27 Ottobre 2014 - 09:44

La FED mal digerisce un dollaro troppo forte ed è pronta a lasciare i tassi fermi a zero anche nel 2015. La BCE vuole un euro debole, così si prepara a rispondere con il QE

E se fosse la FED a spingere la BCE verso il QE europeo? Vediamo perché si tratta di un’ipotesi concreta

Mercoledì la Federal Reserve deciderà se chiudere definitivamente i rubinetti della liquidità, azzerando il programma di quantitative easing lanciato nella primavera del 2009. Inoltre arriveranno nuove indicazioni sulla tempistica relativa alla stretta sui tassi di interesse, sempre fermi al minimo storico nel range 0% - 0,25% ormai da fine 2008. Le recenti dichiarazioni di John Williams, a capo della FED di San Francisco, secondo il quale il costo del denaro negli USA potrebbe restare stabile per tutto il 2015 con la possibilità di programmare addirittura un piano di QE4, hanno tranquillizzato i mercati finanziari e frenato l’ascesa del dollaro americano.

Nelle ultime minute della FED è stato aleggiato perfino lo spettro della deflazione, a causa del crollo dei prezzi del greggio. Tuttavia l’ultimo dato sull’indice dei prezzi al consumo negli States non ha mostrato affatto tendenze deflattive, ma il mercato ora sconta il mantenimento dei tassi a zero anche nel 2015 come si evince dal rendimento del T-bill biennale (inferiore allo 0,4%) e da quello decennale (circa il 2,27%). L’istituto monetario di Washington non vuole un dollaro troppo forte, come accaduto nelle ultime settimane. Per evitare un boom eccessivo ha enfatizzato i rischi di rallentamento economico globale, di aspettative di bassa inflazione e di triple dip in Europa.

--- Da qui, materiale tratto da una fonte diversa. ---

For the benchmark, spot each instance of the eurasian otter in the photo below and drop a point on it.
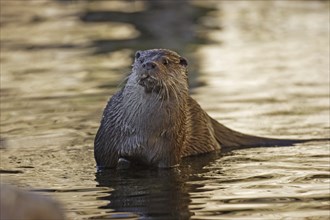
(153, 120)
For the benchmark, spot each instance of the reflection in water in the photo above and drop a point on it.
(154, 193)
(264, 65)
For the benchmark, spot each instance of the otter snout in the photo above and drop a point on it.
(149, 65)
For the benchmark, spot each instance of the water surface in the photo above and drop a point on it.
(261, 67)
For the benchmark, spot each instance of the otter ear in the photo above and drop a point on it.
(137, 54)
(183, 61)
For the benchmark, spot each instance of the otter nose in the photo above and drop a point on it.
(149, 65)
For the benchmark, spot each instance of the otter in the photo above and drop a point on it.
(154, 121)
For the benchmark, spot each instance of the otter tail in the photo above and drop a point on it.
(232, 140)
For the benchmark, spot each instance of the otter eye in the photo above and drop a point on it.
(137, 55)
(183, 61)
(165, 61)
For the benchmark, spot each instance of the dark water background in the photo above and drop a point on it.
(261, 67)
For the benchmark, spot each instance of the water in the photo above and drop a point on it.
(260, 67)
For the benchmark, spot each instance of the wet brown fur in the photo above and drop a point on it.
(154, 121)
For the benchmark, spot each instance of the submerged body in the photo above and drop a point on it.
(154, 121)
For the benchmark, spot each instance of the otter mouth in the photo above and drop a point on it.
(150, 83)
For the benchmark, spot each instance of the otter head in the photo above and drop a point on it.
(161, 71)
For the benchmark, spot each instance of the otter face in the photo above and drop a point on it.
(160, 70)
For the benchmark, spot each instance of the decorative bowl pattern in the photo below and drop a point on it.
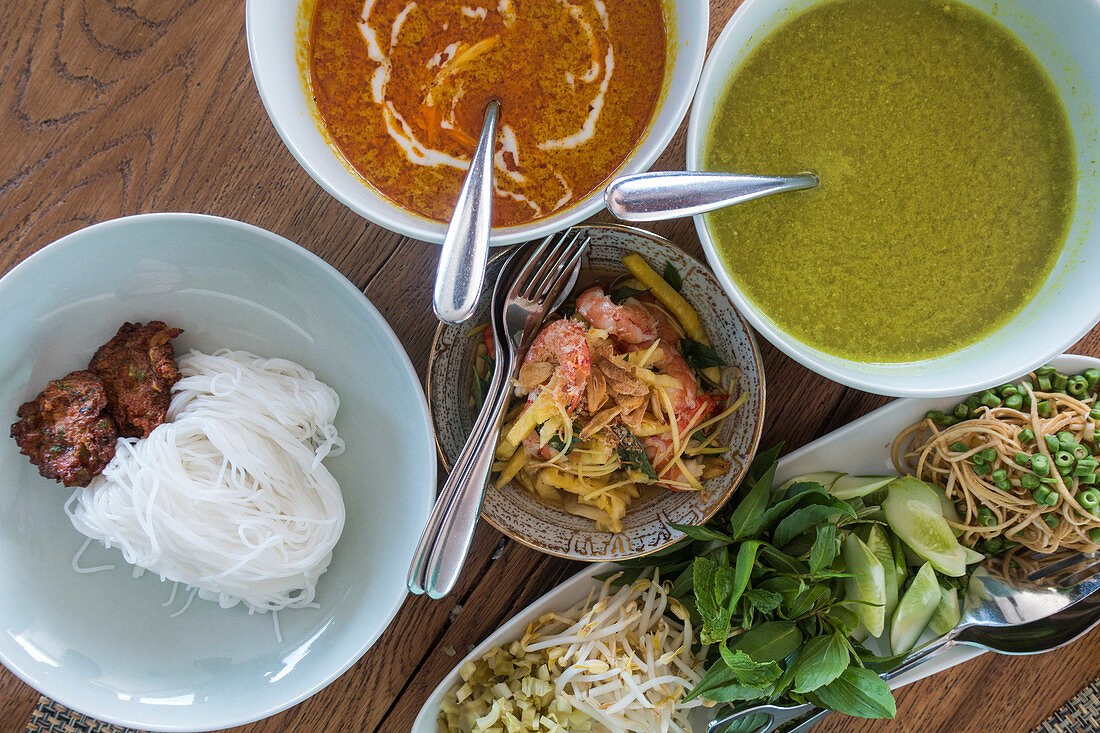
(549, 528)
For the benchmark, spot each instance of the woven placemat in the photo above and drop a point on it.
(52, 717)
(1079, 715)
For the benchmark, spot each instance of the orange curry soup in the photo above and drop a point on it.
(402, 88)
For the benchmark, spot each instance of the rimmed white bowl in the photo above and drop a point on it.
(1063, 36)
(275, 29)
(102, 643)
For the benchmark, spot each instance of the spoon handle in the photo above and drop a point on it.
(668, 195)
(464, 255)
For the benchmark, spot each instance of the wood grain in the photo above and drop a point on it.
(118, 107)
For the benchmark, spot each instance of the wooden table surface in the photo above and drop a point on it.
(118, 107)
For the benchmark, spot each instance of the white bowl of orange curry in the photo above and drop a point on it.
(382, 101)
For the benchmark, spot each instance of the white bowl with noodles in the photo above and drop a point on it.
(1063, 36)
(547, 526)
(276, 30)
(105, 643)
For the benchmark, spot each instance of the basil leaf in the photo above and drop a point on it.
(806, 601)
(703, 577)
(783, 562)
(671, 276)
(823, 659)
(800, 520)
(772, 641)
(748, 517)
(858, 692)
(746, 561)
(783, 507)
(700, 532)
(622, 293)
(700, 356)
(747, 671)
(824, 550)
(631, 453)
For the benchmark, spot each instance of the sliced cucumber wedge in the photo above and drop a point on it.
(843, 485)
(867, 584)
(914, 610)
(914, 514)
(947, 615)
(879, 544)
(899, 553)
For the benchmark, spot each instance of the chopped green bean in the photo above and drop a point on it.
(1077, 386)
(1041, 465)
(1089, 499)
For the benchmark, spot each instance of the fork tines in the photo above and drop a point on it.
(554, 256)
(1076, 568)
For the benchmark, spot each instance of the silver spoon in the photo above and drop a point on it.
(462, 261)
(998, 615)
(671, 194)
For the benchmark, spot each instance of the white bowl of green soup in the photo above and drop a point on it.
(953, 242)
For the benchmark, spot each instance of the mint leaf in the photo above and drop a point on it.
(747, 671)
(800, 520)
(765, 601)
(823, 659)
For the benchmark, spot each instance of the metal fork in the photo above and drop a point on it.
(993, 606)
(532, 283)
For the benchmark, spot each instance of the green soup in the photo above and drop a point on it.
(947, 177)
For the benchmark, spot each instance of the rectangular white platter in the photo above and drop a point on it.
(861, 447)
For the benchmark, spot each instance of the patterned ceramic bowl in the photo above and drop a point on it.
(549, 528)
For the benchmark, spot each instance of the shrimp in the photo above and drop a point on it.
(563, 346)
(638, 327)
(628, 324)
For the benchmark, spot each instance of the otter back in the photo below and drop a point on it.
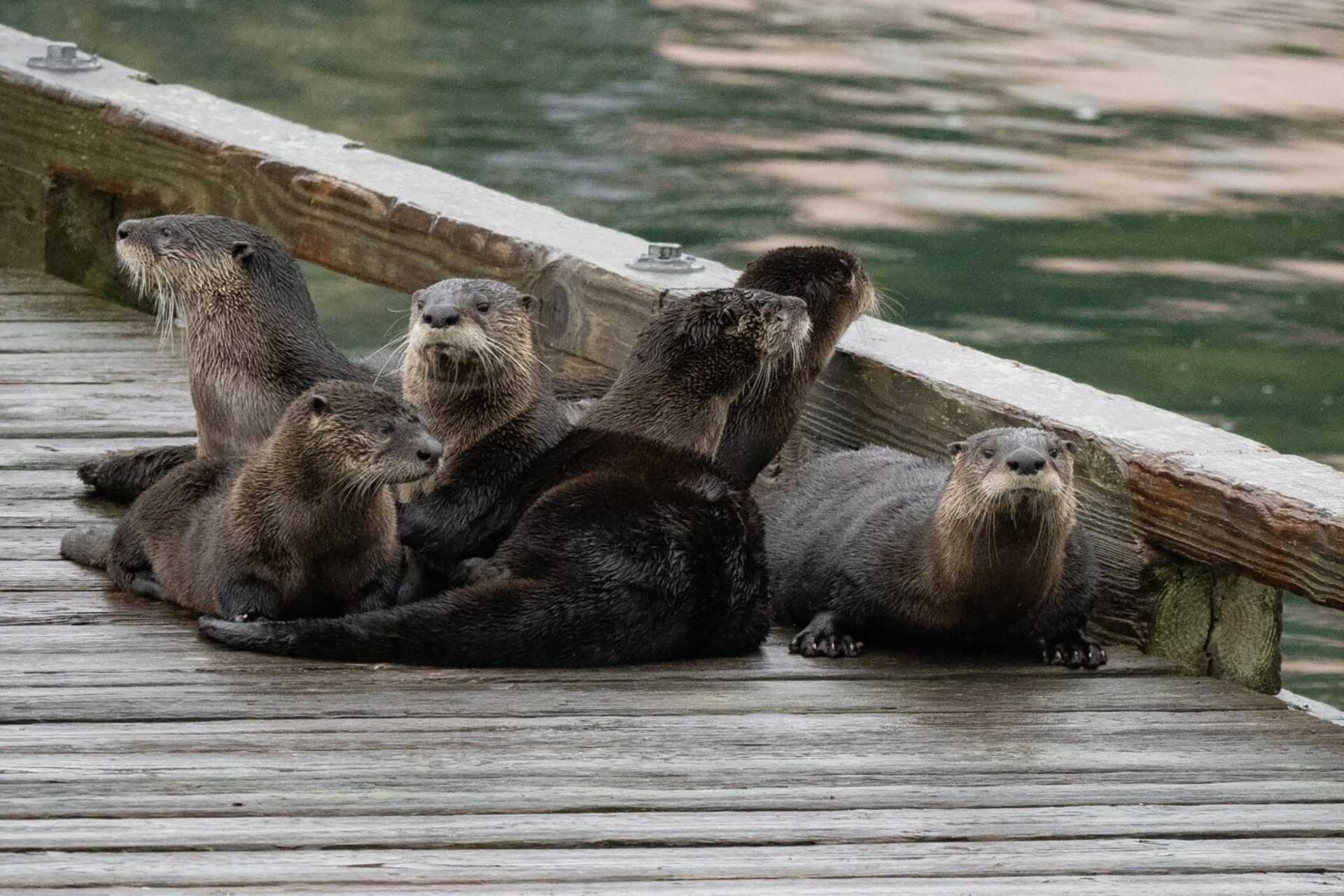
(252, 346)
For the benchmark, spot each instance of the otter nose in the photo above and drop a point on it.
(1026, 461)
(429, 450)
(441, 317)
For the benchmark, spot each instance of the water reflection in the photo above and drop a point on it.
(1142, 195)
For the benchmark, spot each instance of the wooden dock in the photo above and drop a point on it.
(134, 754)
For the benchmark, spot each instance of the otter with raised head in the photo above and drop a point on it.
(305, 526)
(470, 365)
(882, 546)
(838, 292)
(620, 547)
(252, 342)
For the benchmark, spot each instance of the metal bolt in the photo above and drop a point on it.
(64, 57)
(667, 258)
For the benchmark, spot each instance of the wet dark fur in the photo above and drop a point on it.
(252, 343)
(304, 527)
(883, 546)
(620, 548)
(488, 398)
(838, 290)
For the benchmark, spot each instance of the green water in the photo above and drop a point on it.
(1145, 195)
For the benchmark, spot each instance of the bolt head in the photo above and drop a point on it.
(666, 251)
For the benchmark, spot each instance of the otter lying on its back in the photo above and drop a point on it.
(879, 545)
(620, 548)
(304, 527)
(252, 342)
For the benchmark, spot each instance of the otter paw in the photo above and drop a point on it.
(1073, 649)
(822, 640)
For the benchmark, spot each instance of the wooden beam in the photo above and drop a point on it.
(1149, 476)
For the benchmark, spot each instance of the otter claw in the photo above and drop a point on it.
(1074, 650)
(822, 641)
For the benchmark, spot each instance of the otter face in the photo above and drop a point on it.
(714, 342)
(818, 274)
(1011, 469)
(187, 261)
(465, 327)
(375, 437)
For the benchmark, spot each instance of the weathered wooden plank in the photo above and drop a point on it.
(866, 732)
(115, 625)
(819, 827)
(702, 864)
(134, 407)
(1151, 475)
(57, 514)
(48, 575)
(93, 368)
(749, 750)
(18, 286)
(295, 700)
(80, 336)
(67, 453)
(30, 545)
(70, 307)
(41, 485)
(1205, 884)
(23, 216)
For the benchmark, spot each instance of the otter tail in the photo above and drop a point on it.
(121, 476)
(89, 545)
(507, 622)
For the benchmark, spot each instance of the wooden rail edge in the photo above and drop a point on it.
(1155, 482)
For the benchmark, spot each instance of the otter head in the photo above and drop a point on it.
(710, 344)
(468, 333)
(1015, 472)
(359, 437)
(831, 281)
(195, 265)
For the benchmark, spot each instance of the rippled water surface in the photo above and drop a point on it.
(1145, 197)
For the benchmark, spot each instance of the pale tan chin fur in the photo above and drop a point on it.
(169, 282)
(1007, 493)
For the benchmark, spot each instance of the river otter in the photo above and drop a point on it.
(470, 367)
(838, 290)
(252, 342)
(879, 545)
(620, 548)
(307, 526)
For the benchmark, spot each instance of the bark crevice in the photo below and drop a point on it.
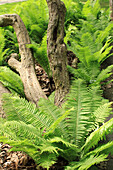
(32, 88)
(56, 49)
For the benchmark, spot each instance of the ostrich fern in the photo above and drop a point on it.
(47, 132)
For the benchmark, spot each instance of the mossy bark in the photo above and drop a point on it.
(25, 68)
(2, 91)
(56, 49)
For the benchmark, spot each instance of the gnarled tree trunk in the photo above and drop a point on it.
(25, 68)
(2, 90)
(56, 49)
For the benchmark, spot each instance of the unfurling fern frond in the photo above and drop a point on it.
(11, 80)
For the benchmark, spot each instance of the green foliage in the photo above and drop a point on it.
(3, 52)
(11, 80)
(49, 130)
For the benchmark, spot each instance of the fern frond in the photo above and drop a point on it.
(54, 115)
(79, 117)
(102, 112)
(57, 122)
(20, 131)
(61, 140)
(98, 135)
(87, 163)
(11, 80)
(104, 149)
(104, 74)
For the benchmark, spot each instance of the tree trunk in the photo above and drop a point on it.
(111, 9)
(2, 90)
(56, 49)
(25, 68)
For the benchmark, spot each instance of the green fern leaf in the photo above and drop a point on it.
(11, 80)
(87, 163)
(98, 135)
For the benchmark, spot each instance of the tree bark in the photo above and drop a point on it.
(111, 9)
(25, 68)
(2, 90)
(56, 49)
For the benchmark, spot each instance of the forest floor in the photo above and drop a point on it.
(9, 1)
(19, 160)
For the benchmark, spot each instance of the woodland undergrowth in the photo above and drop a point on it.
(74, 131)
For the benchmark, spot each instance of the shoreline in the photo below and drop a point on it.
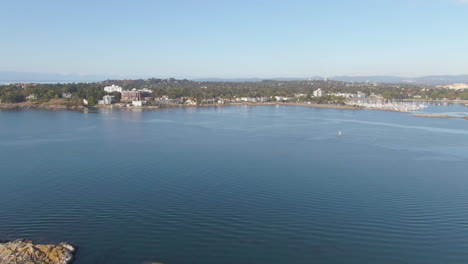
(54, 106)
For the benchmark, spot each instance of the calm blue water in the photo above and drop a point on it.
(237, 185)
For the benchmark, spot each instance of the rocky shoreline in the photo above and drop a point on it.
(23, 251)
(80, 108)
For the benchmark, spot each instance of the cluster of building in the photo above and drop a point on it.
(134, 96)
(350, 95)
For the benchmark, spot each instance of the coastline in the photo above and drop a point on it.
(61, 105)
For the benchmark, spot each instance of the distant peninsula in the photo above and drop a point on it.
(160, 93)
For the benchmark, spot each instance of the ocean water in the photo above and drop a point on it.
(258, 185)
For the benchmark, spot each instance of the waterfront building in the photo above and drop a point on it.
(135, 95)
(318, 92)
(107, 99)
(113, 88)
(31, 97)
(138, 103)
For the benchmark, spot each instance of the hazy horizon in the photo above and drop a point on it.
(242, 39)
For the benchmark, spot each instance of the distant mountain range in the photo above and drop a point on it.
(12, 77)
(424, 80)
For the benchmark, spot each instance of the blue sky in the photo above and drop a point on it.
(230, 39)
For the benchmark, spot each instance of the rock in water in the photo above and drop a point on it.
(23, 251)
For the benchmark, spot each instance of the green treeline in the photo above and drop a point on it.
(206, 90)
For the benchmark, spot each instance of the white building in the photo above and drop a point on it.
(31, 97)
(107, 99)
(138, 103)
(318, 92)
(113, 88)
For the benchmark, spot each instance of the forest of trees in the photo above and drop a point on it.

Il risultato è stato il ritorno della fiducia sui mercati azionari, che in precedenza erano crollati vistosamente in pochi giorni, e la frenata del biglietto verde nei confronti delle principali valute. In particolare il tasso di cambio euro/dollaro è passato da 1,25 a 1,29 circa, stabilizzandosi poi intorno a 1,27. Se la FED dovesse utilizzare anche nel meeting di mercoledì un tono molto dovish, il cambio EURUSD potrebbe rimbalzare con decisione puntando addirittura al ritorno in area 1,30. Per la BCE sarebbe un duro colpo da digerire, visto che l’euro debole può rilanciare il motore dell’export di un’economia ancora troppo fragile. A quel punto l’Eurotower potrebbe mettere in campo l’artiglieria pesante, lanciando il tanto atteso piano di quantitative easing per svalutare definitivamente la moneta unica.

Mario Draghi dovrebbe però superare l’accanita opposizione dei “falchi” presenti nel board della BCE (Jens Weidmann su tutti), ma a quel punto potrebbe far valere le sue ragioni enfatizzando il pericolo per l’economia dell’eurozona derivante da un’euro ancora troppo forte e da un’inflazione sempre più schiacciata verso lo zero. Gli acquisti di titoli di stato e di corporate bond europei (quantitative easing) - che andrebbero a sommarsi ad ABS, covered bond e alle operazioni T-Ltro (credit easing) - potrebbero spingere il cambio euro/dollaro subito fino a 1,20 e entro fine anno prossimo anche intorno a 1,10. La maggior parte dei broker e delle banche d’affari è convinta che alla fine Draghi sarà costretto a lanciare il piano di QE e che il cambio si dirigerà quantomeno fino a 1,20 nel giro di pochi mesi.